5.Bölüm: Suçluluk

263 17 2
                                    

"Öncesinde göğe vuran dalgalar
Sonrasında sabır taşına mahkûm.."
|Nurullah Genç|
——————————&—————————
Zeynep

Günler geçiyordu odada bir sağa bir sola dönen Zeynep delirecek gibi oluyordu. Odaya yemek kıyafet getirenler dışında kimse gelmiyordu.

Aklını kaçıracaktı burada neden olduğunu hala anlamıyordu. Annesi ne yapmıştı acaba ?
Levent amcadan yardım istemişti kesin. Ama ne zaman bulacaklardı ki kendini?

Cüneyd onu merak ediyor muydu? Yoksa hayatına devam mı ediyordu onla? Feyza ile...

Kendisi için evliliklerinden vazgeçmesini anlamıştı Zeynep. Hayalleri ve geleceği uğruna yapmıştı. Fedakarca davranmıştı. Boşanır boşanmaz Feyza ile nişanlanmak nereden çıkmıştı ?

Kızlardan nişanlanacaklarını duyduğu gibi dergaha fırlamıştı. Cüneyd bunu yapacak biri değildi. Ona bunca kötülüğü yapan, evliliklerinin ilk gününde bile aralarını bozan bu kızla nişanlanacak mıydı gerçekten?

Başka biri değil de neden oydu? Hem bu acelesi de neydi? Zeynep onsuzluğu bile kabul edememişken o nasıl yapabilmişti ? O nasıl hemen alışmıştı ayrılığa hiç mi üzülmemişti?

Evlerinde yokluğunu hiç mi hissetmemişti? Hiç mi sevememişti Zeynep'i bi an bile olsa.. Bu düşüncelerin ağırlığı altında ezildi Zeynep.

O sırada kapıdan içeri giren Vahit'i gördü. Hiç hayırlı bakmıyordu gözleri. Korkmuştu Zeynep ondan. İçeri giren Vahit ise kızın ürkek halinden memnundu. Artık vakti geldi ufak ufak başlamak gerekti değil mi?

"Cüneyd'i annesi Gülayşe'nin ölümünden sonra hiç görmemiştim. Annesini ölümü onun yüzünden olduğunu biliyor muydun?
Dokunduğu her şeyi mahveden, korkak, ucube birisi o.. Sahi onunla bile isteye evlenmedin değil mi? Baban olacak o para göz adam zorladı seni.."
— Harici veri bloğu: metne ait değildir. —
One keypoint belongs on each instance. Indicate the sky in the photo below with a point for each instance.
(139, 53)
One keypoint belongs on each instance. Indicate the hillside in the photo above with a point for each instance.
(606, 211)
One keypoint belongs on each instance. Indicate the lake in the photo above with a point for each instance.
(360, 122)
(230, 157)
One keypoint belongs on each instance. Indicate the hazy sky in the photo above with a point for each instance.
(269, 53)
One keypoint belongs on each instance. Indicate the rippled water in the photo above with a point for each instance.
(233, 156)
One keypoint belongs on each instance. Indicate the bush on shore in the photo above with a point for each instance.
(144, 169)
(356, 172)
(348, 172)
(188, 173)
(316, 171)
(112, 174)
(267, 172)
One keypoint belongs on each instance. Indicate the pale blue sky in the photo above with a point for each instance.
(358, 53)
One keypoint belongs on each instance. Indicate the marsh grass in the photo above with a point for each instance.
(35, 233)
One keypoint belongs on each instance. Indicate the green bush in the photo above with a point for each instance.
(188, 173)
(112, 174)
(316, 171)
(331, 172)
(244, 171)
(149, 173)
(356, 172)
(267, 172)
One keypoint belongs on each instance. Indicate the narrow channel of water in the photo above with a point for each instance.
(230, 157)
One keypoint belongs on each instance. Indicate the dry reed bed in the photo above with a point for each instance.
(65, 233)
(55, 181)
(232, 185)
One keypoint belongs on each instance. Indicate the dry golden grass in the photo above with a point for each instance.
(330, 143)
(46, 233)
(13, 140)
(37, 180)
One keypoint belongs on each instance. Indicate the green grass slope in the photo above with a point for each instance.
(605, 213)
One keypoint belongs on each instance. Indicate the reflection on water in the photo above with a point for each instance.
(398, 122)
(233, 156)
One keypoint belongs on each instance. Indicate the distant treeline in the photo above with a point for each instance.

"Cüneyd nasıl sebep olsun küçücük çocukmuş. Hem o çok iyi biri. Gerekirse kendisini bile feda etmeye çekinmeyecek kadar cesur biri. Bunca acıya göğüs germiş biri. Siz söylediniz yıllarca görmediğinizi. Siz onu tanımazsınız bilemezsiniz."

Vahit böyle hazır cevap kıza şaşırmıştı. Gayet zeki birine benziyordu Zeynep. Oğlu eş seçiminde gayet başarılıydı. Onu kaybetmesi sandığından da zor olacaktı Cüneyd için.

"Sen tanıdığını sanırsın ama insanlar senin gördüğün gibi değildir. Bak mesela annene.."

"Ne olmuş anneme söyleyin ne olmuş ?" Zeynep annesini duyunca telaşı artmıştı. Bu adam ona da mı bir şey yapmıştı yoksa bu ihtimal içini allak bullak etmeye fazlasıyla yetmişti.

"Mürşid babamı kaybettik.."
"İnna Lillahi İnna ileyhi raciun" deyiverdi Zeynep. O an anladı Cüneyd'in neden o ruh halinde olduğunu. Ailesinden en sevdiğini dedesini kaybetmişti. Bu kayıp elbette ağır gelmişti. Annesinden sonra dedesinin ölümü ne üzmüştür Cüneyd'i.

Yanında olmayı her şeyden çok istemişti. O an ağlamak geldi içinden biliyordu Cüneyd her zaman Zeynep'i korurdu kıyamazdı.

Yanılmadığına sevinse mi yoksa Cüneyd'in hüznünü düşündükçe üzülse mi karar veremedi. Sonra mürşidin ölmesiyle annesinin ne ilgisini olduğunu merak etti.

"Annemle ne ilgisi var peki bunun ?"
"Annen... Babamı öldürdü Zeynep. Mürşid efendinin katili Meryem hanım.."

Annem.... Katil.. öldürmek... dede... mürşid bu kelimeleri bir türlü birleştiremedi. Dünyasının çapı kaydı o an. Annesi böyle bir şey asla yapmazdı. O kimseye kıyamazdı ki yalan söylüyordu bu adam!